I recently met a remarkable person who told me about an interesting way of being a tourist. All new tourism trends fascinate me. As owner of Altavista Holiday Home in Palestrina, I’m always looking for new ways to make my guests enjoy their time in Palestrina, around Rome and in Lazio as much as possible.
This revolutionary kind of tourism is especially interesting because it is suitable for professional photographers as well amateurs, even people who don’t consider themselves amateur photographers but who love to take photographs and want to have a lasting visual souvenir of all beautiful places visited.

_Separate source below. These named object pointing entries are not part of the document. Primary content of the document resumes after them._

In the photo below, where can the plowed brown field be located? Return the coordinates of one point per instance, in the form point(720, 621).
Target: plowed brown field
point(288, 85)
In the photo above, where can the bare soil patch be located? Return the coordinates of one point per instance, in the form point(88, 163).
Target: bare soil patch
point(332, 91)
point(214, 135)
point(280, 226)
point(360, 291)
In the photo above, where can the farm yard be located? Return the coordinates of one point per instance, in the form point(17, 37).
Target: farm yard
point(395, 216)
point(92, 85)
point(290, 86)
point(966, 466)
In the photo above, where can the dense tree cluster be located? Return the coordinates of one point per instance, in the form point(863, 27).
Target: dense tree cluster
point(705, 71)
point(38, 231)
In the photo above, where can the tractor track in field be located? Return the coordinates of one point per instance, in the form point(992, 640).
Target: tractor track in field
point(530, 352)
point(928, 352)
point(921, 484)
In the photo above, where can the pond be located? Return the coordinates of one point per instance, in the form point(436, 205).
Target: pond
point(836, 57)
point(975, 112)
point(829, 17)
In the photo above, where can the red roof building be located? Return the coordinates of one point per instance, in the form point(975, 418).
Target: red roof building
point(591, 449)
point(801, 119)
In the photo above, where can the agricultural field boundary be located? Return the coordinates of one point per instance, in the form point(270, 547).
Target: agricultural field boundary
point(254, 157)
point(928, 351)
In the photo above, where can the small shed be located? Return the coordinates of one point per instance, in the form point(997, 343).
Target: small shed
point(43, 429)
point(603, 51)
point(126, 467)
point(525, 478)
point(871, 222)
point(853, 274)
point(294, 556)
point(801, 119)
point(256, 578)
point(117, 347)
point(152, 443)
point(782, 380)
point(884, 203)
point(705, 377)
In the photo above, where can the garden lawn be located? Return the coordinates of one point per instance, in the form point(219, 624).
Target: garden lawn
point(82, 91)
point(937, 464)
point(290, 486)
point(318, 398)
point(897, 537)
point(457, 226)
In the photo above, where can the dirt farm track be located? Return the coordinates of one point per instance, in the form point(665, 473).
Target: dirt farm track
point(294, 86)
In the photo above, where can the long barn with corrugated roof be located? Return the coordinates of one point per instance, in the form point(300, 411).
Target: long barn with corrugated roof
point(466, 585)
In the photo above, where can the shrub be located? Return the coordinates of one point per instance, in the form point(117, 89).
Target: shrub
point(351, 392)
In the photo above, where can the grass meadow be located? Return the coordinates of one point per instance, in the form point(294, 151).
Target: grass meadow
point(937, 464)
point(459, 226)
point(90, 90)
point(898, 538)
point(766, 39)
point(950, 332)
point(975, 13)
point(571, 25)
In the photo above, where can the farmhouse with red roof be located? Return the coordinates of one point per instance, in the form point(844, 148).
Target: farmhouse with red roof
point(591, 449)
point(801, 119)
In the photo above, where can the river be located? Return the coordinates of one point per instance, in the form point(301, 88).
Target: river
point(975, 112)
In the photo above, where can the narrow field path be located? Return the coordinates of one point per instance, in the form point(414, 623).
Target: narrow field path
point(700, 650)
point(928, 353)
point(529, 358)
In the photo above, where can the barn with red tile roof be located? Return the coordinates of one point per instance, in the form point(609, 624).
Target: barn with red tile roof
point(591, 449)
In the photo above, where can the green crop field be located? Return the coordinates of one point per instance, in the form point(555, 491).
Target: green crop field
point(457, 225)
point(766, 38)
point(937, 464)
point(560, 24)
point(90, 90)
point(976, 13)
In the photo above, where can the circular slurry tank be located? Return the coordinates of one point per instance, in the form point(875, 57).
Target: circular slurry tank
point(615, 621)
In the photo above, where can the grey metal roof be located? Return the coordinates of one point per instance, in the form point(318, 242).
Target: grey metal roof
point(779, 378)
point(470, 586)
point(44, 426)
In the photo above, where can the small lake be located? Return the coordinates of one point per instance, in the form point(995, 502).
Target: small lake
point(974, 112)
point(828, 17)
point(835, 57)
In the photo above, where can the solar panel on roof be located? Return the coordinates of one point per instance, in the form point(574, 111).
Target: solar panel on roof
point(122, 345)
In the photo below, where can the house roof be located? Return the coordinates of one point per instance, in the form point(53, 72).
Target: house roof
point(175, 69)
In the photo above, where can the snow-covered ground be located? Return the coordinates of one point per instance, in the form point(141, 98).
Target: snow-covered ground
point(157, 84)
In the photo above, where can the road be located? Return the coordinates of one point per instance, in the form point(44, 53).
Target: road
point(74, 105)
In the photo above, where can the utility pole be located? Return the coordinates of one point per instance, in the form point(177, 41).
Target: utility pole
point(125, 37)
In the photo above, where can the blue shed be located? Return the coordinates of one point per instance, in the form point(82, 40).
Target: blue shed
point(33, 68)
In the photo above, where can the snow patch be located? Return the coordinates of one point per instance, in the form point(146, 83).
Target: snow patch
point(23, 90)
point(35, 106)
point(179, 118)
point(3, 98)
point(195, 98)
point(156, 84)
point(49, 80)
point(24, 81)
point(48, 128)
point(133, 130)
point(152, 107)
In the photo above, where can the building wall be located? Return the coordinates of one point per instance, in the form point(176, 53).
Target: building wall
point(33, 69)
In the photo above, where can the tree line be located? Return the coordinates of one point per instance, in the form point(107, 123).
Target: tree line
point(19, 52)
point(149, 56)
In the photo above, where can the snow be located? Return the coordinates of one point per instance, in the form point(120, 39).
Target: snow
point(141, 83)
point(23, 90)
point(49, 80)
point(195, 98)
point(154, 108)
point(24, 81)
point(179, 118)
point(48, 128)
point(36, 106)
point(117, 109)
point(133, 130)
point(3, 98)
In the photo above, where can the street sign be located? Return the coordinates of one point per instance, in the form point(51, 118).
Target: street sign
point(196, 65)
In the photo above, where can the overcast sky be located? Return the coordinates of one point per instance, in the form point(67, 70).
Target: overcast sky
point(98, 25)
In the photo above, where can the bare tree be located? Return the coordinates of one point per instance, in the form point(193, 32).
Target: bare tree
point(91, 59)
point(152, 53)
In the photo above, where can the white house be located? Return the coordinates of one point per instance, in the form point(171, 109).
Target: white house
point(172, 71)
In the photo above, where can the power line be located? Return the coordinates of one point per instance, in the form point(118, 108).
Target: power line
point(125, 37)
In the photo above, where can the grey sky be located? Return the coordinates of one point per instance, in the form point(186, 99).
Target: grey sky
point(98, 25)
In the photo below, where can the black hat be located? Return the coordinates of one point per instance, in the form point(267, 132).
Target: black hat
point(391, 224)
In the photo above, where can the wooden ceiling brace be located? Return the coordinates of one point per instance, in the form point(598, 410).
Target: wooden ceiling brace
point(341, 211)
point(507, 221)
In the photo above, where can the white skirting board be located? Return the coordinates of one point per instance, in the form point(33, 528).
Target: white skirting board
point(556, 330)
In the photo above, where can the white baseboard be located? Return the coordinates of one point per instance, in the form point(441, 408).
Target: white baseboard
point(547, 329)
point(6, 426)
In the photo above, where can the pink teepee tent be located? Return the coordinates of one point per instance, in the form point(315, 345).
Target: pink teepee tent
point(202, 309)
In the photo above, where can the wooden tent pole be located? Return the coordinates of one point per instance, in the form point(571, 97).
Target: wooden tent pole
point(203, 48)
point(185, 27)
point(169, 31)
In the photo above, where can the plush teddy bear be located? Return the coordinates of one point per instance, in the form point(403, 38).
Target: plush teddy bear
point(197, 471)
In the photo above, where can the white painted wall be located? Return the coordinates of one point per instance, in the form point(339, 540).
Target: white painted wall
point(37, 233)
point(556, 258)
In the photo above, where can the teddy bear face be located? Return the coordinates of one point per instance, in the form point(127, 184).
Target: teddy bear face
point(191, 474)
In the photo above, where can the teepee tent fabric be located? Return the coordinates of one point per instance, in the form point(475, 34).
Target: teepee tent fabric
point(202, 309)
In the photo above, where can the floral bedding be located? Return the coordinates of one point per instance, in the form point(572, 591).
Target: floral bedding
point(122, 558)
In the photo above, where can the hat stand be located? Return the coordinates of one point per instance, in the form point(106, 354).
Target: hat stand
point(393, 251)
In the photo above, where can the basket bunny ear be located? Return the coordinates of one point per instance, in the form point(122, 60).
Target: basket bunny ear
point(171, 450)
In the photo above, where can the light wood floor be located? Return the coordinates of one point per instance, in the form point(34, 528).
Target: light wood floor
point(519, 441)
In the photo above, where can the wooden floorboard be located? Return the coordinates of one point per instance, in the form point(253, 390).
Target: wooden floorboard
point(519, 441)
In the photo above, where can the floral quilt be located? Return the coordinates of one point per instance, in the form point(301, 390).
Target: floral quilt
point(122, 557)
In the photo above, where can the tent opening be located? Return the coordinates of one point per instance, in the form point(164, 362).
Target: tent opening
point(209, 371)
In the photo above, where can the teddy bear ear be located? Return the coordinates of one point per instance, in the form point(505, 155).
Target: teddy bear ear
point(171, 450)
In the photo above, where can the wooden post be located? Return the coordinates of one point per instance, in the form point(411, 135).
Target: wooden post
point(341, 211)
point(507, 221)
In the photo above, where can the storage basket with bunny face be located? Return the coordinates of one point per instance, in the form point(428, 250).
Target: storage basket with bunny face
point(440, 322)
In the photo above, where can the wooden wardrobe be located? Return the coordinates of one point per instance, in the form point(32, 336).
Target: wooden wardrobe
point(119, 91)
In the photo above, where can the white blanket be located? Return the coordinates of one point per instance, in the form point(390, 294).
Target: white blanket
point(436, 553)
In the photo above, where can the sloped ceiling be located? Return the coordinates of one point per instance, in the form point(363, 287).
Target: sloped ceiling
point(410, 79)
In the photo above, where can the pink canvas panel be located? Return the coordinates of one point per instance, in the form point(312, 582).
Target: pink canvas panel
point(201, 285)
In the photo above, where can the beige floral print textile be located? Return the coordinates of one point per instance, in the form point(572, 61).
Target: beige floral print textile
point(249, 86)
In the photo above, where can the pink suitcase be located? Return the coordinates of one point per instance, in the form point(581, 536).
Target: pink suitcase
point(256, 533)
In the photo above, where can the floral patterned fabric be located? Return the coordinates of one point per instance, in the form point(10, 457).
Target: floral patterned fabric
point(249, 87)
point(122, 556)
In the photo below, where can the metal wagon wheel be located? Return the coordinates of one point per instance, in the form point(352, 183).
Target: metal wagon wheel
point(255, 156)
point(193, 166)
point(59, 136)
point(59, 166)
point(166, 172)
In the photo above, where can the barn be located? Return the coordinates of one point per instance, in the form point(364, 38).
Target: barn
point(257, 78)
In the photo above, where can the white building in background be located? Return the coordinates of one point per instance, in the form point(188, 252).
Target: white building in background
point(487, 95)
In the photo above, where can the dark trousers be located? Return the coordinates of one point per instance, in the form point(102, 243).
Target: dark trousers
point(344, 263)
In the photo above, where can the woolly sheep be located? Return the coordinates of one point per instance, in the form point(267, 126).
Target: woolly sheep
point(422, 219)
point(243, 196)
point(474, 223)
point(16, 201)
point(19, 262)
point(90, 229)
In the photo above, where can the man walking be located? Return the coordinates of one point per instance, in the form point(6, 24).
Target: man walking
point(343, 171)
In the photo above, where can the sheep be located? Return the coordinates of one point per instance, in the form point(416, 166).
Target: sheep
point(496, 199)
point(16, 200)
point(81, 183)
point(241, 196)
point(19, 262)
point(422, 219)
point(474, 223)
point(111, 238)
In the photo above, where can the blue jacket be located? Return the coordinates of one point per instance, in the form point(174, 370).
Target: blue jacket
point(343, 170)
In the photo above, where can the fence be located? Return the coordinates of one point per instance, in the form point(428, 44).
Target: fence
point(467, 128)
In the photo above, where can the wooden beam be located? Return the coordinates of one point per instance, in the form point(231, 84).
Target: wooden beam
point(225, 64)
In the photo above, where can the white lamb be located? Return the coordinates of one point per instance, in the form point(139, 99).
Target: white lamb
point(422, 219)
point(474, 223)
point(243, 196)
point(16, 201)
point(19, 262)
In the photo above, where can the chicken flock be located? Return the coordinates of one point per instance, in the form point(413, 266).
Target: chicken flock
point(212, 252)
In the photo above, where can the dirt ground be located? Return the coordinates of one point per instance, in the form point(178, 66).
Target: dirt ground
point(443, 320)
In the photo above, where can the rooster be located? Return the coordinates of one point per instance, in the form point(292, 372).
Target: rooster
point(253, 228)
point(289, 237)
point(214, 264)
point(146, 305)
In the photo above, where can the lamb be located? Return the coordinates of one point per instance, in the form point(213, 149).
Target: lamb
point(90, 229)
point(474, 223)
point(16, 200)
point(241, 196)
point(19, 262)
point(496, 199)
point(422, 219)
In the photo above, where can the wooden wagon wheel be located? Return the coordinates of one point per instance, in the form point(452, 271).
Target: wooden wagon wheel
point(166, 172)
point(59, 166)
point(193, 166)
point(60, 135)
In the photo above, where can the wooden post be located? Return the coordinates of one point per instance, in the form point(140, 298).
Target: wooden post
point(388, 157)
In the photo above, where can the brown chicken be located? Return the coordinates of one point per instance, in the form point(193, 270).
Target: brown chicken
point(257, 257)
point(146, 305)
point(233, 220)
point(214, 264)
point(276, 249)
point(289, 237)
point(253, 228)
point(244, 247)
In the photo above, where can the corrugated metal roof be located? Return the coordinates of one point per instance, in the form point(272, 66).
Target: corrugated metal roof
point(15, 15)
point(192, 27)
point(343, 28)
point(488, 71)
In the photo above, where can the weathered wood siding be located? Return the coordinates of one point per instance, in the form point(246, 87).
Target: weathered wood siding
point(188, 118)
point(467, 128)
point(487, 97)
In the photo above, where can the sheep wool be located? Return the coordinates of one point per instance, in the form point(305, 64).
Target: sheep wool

So there are several great benefits to photowalks. The first is, like I said, anyone can do it. Obviously the intensive (=expensive) courses dedicated to one specific use of the camera or lighting are geared toward serious professionals. But I like the fact that photowalk tours are open to any and all participants in an unbiased way. And each person is free to focus on what they want to photograph. I, for example, love clouds and flowers...
Another interesting aspect is that you can do a photowalk just about anywhere. Here in Italy we are especially lucky to have incredibly beautiful artistic, architectural and archeologic treasures literally everywhere. It’s like living in the land of cultural plenty, sometimes it can be overwhelming because you don’t know where to start! Of course the photowalk guide will indicate the direction.
One of the most culturally satisfying parts of this activity is that photowalks often double as guided tours of the area being photographed. Guides who accompany each group add so much to an excursion. Any time you can listen to the story of a place being told, it adds meaning to your experience. They might not know the origin of every stone that Caesar tripped on, but it’s fascinating to hear about the past and how it relates to the present.
I’m a big fan of efficiency and of shooting two birds with one camera, so to speak. So one of the biggest reasons why I love photowalks is because you combine your desire to take better photographs with the discovery of a new place and, drum roll please, you also get to meet the other cool people who are on the photowalk with you. The Italian lunch and/or dinner afterward is a pretty good fringe benefit as well.
So don’t miss out! My not-so-subliminal message is this: The next time you’re on vacation somewhere beautiful like Italy, don’t just settle for the big cities and spend all your time cramming in as many long museum lines as possible into your day so that you only have time to eat a sad sandwich from a lousy, touristy place. There is more to life than saying you went to all the famous places. Take the time to make some original discoveries. Leave the tourist trap map in your hotel and get into a photowalk somewhere, anywhere! It will probably lead to a significantly interesting experience that is guaranteed to change the quality of your photo souvenirs.